PFW, Polak’s Frutal Works was een chemisch bedrijf op de hoek van Nijverheidsweg en de Eemstraat, aan de achterkant grenzend aan wat nu de tunnel van Stadsring is. PFW maakte reuk- en smaakstoffen.
De smaakstoffen kon je altijd en vooral goed ruiken in de Eemstraat. Aan die kant zaten de productiehallen. Dat was wat de buitenwereld merkte van PFW. Een zoete weeïge geur van zuurtjes – meestal – maar soms een Maggilucht, zeer doordringend. Van de reukstoffen merkte je weinig.
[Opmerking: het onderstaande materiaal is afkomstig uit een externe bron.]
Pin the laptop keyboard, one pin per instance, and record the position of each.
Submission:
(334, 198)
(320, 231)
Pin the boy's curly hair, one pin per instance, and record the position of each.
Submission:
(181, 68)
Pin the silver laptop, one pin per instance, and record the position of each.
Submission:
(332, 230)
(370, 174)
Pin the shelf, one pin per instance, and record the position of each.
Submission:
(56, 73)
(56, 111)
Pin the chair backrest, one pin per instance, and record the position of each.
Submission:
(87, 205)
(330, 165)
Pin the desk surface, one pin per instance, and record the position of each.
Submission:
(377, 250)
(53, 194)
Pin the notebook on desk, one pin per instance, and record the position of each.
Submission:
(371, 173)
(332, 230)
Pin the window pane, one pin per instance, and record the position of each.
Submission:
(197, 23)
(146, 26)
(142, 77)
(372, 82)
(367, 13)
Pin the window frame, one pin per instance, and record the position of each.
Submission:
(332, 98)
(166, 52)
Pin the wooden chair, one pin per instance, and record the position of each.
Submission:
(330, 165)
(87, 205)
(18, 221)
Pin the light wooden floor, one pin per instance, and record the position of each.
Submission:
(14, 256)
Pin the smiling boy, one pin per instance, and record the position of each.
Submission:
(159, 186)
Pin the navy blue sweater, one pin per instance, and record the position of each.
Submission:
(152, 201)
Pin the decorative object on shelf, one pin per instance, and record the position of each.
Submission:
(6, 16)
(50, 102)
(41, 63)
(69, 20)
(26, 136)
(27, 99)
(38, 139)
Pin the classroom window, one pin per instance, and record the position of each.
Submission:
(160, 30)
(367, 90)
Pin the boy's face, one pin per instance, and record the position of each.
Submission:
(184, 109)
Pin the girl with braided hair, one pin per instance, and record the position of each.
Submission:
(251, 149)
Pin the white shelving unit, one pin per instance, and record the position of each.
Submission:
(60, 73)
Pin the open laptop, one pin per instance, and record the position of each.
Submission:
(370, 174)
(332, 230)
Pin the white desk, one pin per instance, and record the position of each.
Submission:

Bij de grote poort aan de Nijverheidsweg zat de portier, die met de hand bijhield hoe laat je binnen kwam. En dat moest voor kantoor-en laboratoriumpersoneel voor 8.00 uur zijn. De meeste mensen kwamen op de fiets of lopend. Een paar directieleden hadden een auto. In mijn tijd (1960-1963) werd er ’s zaterdags nog gewerkt tot 12.30 uur, later hadden wij één zaterdag in de maand vrij.
Het bedrijf was eigendom van de gebroeders Bernhard en Ernst Polak, allebei woonachtig in de USA. Als zij op bezoek kwamen was het hele bedrijf in rep en roer.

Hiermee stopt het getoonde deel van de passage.